Are you struggling to be a working mom? I do. As a professional blogger I can work from home, but getting your work done with all of the distractions at home is taxing. Work-life balance? What’s that?
As a WHAM, it’s so easy to get sidetracked when your family is around, and there are so many demands someone working in an office doesn’t have to deal with, like laundry, making the kids lunch, or running errands while wondering how you’ll ever make that deadline.
Going to be another very long night — that’s the only way that’s going to happen.
And because I work from home, my work is always here and I also work on the weekend — and yet my job oftentimes doesn’t get taken seriously. On the flip side, moms who work outside of the home face plenty of their own challenges.
Being a working mom is hard, period, no matter what your situation is. But we can make this challenge of work-life balance a little easier for ourselves with these 4 tips.

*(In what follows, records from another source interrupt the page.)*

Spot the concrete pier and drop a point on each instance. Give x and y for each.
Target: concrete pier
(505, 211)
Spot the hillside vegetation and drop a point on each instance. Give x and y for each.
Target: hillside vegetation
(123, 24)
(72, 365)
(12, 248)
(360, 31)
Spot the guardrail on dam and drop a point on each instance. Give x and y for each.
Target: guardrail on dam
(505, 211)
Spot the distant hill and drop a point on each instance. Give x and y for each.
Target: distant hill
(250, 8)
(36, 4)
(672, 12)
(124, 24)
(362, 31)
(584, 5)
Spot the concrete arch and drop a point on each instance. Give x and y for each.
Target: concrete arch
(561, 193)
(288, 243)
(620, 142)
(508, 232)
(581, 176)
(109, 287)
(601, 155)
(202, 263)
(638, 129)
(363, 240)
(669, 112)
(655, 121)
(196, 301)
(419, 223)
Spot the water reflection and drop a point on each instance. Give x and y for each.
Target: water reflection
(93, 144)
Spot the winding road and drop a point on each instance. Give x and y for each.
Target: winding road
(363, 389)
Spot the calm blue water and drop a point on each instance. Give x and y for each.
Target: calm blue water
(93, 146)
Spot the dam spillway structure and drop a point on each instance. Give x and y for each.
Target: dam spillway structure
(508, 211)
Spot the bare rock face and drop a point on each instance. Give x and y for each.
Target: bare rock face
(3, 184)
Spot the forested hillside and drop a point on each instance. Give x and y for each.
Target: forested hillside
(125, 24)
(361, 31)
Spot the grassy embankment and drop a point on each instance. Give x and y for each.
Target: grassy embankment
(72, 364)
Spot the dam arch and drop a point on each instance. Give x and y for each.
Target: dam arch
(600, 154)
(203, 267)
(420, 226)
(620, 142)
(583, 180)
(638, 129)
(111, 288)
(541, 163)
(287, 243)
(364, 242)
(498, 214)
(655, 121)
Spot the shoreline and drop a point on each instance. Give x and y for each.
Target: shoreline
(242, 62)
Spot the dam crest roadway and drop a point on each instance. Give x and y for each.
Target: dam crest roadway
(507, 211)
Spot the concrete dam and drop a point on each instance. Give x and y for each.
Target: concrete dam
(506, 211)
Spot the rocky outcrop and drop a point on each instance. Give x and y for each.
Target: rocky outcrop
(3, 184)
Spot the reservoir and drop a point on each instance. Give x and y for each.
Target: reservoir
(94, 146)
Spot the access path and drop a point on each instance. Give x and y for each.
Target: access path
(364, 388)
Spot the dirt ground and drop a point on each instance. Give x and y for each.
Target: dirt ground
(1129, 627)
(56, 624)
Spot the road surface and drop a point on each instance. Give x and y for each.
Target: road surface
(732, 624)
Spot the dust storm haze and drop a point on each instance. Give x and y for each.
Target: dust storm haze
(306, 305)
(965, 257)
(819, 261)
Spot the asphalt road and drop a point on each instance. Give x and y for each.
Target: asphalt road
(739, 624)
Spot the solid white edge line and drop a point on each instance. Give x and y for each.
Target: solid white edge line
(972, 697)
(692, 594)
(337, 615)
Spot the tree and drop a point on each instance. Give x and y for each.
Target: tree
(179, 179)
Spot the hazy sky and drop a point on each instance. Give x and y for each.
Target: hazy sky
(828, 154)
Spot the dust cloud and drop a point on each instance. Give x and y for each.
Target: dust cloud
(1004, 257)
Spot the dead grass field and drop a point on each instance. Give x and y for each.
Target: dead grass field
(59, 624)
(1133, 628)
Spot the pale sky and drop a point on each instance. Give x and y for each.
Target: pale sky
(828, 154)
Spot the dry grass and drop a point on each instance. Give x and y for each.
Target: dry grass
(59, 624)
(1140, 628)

4 Tips For Finding a Better Work-Life Balance in 2014:
Take Care of Yourself First
It’s easy to forget to take care of ourselves – when was the last time you treated yourself to a massage or relaxing facial? Don’t remember? Then schedule some “me” time in your calendar, and stick to it as you would to other appointments in your full calendar.
If a massage is not in your budget, just treating yourself to your favorite magazine and a latte at a coffee shop can do wonders for releasing some stress and lets you take a breather before you hurry back to your work or family.
It always does wonders for me to sit down with Country Living or HGTV magazine at Starbucks for an hour.
Take Stock and Reorganize
At what time of the week are you stressed out and tired the most? Take a look at your calendar and assess the activities that seem overwhelming or always problematic. Maybe even call a family meeting and ask for input about what works and what doesn’t.
Are Tuesday mornings always crazy? Are you always running late on Fridays? Why? Is that when your son has PE and you are struggling to find his sneakers? Try another approach and see if that makes things easier, like getting things together the night before or handing that responsibility over to your son.
I’m working on getting L to pack his backpack himself and put it next to the door so it’s ready to go in the morning.
Ask your family for help with organizing chores and activities differently to regain a more relaxed home life. Maybe that means picking up a cute pin board at HomeGoods or creating your own DIY “family command center” in the kitchen corner or mudroom with a spot for the different schedules of every family member.
After two weeks, re-evaluate if your new way of organizing and delegating works better, and tweak it if needed.
Maybe It’s Time to Get a Babysitter or Tutor
If you find yourself rushing home to get your child off the bus (like me), or if doing homework with your child is a daily and time-consuming struggle, consider investing in getting help.
Would it help to hire a qualified babysitter who could be with your child for those hours you can’t be in two places at the same time? Instead of rushing to get the last work project done under pressure, you’d be more relaxed and less stressed out, which will benefit your work and your home life.
The same goes for doing homework – maybe it would make sense to hire a tutor for a few hours a week so you can spend more quality time with your kids. Wouldn’t it be nice if homework would be done already when you get home from work?
If you can’t afford hiring help, see if you could barter your professional skills, or ask a family member for help in exchange for dinner at your house or something similar. Or maybe there is another local mom in the same situation and you could take turns helping each other out.
We don’t have a babysitter and I don’t feel the need to get one right now, but I have found that playdates are a wonderful invention. L and his friends are at an age now where I don’t have to sit next to them to supervise them, and I have time to get more work done or fold the laundry in earshot of them when L has a friend over. And when he goes to a friend’s house after school, it frees up a few more hours for me to get things done.
Learn to Say “No” More Often
Maybe 2014 is the year you don’t volunteer to be class mom. There will be other opportunities to volunteer for activities with your child during the school year.
I didn’t volunteer for it this year. I was L’s class mom last year, and it didn’t give me more time to see him at school, which is what I would have loved. The job entailed writing emails about what is needed for a class party or event and dealing with 20 different reply-all emails back to me about what everyone wanted to bring. To manage that can be time-consuming.
In general, give yourself a break and tell people you’ll think about it before you say yes to an additional chore. Consider your other responsibilities first; can you take on one more? Only take it on if you really want to – don’t do it because you feel obligated.
For working moms, juggling work obligations and family commitments will always be a struggle because we want to be great at our job and at being a mom – but you can make it a little easier for yourself in 2014 by being smart about prioritizing, organizing, thinking of your own needs first, and asking for help.
What is the hardest thing about work-life balance for you? And what works for you? Share your tip in a comment!